- Nearly 700 counterfeit Seagate hard drives were seized in a major Malaysian raid
- Counterfeiters converted desktop HDDs into fake surveillance drives for profit
- Thousands of dollars were generated monthly through counterfeit hard drive sales
A large-scale raid in Malaysia has revealed the extent of manipulation in the hard drive market.
Seagate, working alongside the Ministry of Domestic Trade, traced suspicious online offers to a warehouse near Kuala Lumpur.
The raid uncovered a counterfeiting workshop that not only handled its own hard drives but also those from Western Digital and Toshiba.
Discovery of altered storage devices
This is not the first time old Seagate HDDs have been modified and sold as new. The Chia cryptocurrency case and other reports show Seagate drives are susceptible to counterfeiting.
In this latest case, nearly 700 Seagate units, some with capacities reaching 18TB, were seized.
Evidence suggests that devices were taken from the secondary market, scrubbed clean, fitted with new labels, and then sold as though they were fresh from the factory.
A striking case involved a desktop HDD being converted into a so-called “new” surveillance HDD, highlighting the deceptive practices being used.
The operation came to light when a sales manager noticed unusually low prices on e-commerce sites such as Lazada and Shopee.
Further investigation showed that the fraudsters reset SMART values to mask the age and use of the drives.
Reports indicate that the sales volume was large, with thousands of US dollars being generated each month.
Many of these products were listed as high-capacity options, making them attractive to customers seeking affordable storage, whether in desktop systems, portable HDD setups, or NAS HDD configurations.

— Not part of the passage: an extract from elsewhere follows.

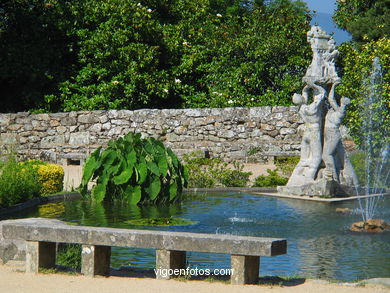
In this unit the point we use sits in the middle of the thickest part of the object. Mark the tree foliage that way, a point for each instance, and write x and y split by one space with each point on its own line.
366 20
35 52
111 54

Seagate believes the used equipment may have originated in China, although tracing the precise supply chain remains difficult.
The challenge now lies in finding out how large the network is and who is ultimately responsible for channeling used parts into counterfeit goods.
The raid demonstrates that organized groups are capable of reshaping the appearance of drives so effectively that unsuspecting buyers may only realize the problem once failures occur.
In response, Seagate has strengthened its partner program, demanding that distributors commit to sourcing exclusively from authorized suppliers.
Global Trade Screening is being emphasized as a mechanism to block purchases from companies that appear on sanctions lists.
These steps are designed to reduce the chances of counterfeit drives entering legitimate markets, although it remains to be seen whether this will make a lasting difference.
The discovery is not isolated. Other brands have been affected, as shown by counterfeit UnionSine external devices circulating on Amazon’s marketplace without effective intervention.
Despite alerts, sales continued, and this shows how porous the global distribution chain has become.
For buyers, the risks associated with unusually cheap listings remain, and unless enforcement intensifies, counterfeit devices may continue to slip through unchecked channels.